When you’re a sole trader, you and your small business are legally one and the same. But if you turn your business into a limited company (this is also known as ‘incorporation’), the company becomes a separate legal entity from you.
Do sole traders need to keep accounts?
As a sole trader, you need to keep business accounts just like any type of business. Contrary to popular belief, being a sole trader doesn’t necessarily mean you work on your own (though you might) or that you don’t have employees (though you might not).
Does corporation tax apply to sole traders?
Corporation Tax is not paid by businesses operating as sole traders or partnerships.

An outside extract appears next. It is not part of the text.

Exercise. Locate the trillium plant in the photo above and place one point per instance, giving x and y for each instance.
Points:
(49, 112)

The individuals running such businesses are classed as self-employed and will pay tax on their business profits through the annual self assessment system.
When do I need to incorporate my sole trader business?
An existing sole trader or a partnership business, including a Limited Liability Partnership (LLP), may decide to incorporate the business and trade via a company when the business expands and the protection of limited liability is desired. Incorporation involves the disposal of the existing business to the new company.
How does a sole trader limited company work?
Incorporation involves the disposal of an existing self-employed or partnership business to a new entity (‘person’) in exchange for shares in the company. Any assets of the business (eg the business’s premises) are transferred to the company which then carries on the business as successor to the former self-employed owners.
What happens when you incorporate an existing business?
See Incorporating an existing business. Incorporation involves the disposal of the existing business to the new company. The goodwill and other assets of the existing business are transferred to the new company as a going concern. Businesses can be difficult to value as each business is different.
What happens if sole trader business ceases trading?
As the sole trader or partnership business will have ceased trading on incorporation, a claim to entrepreneurs’ relief (ER) may be possible should assets be transferred. Under an ER claim the CGT charge is reduced to 10% provided that the gain together with any previous gains that benefited from ER does not exceed the lifetime limit of £10 million.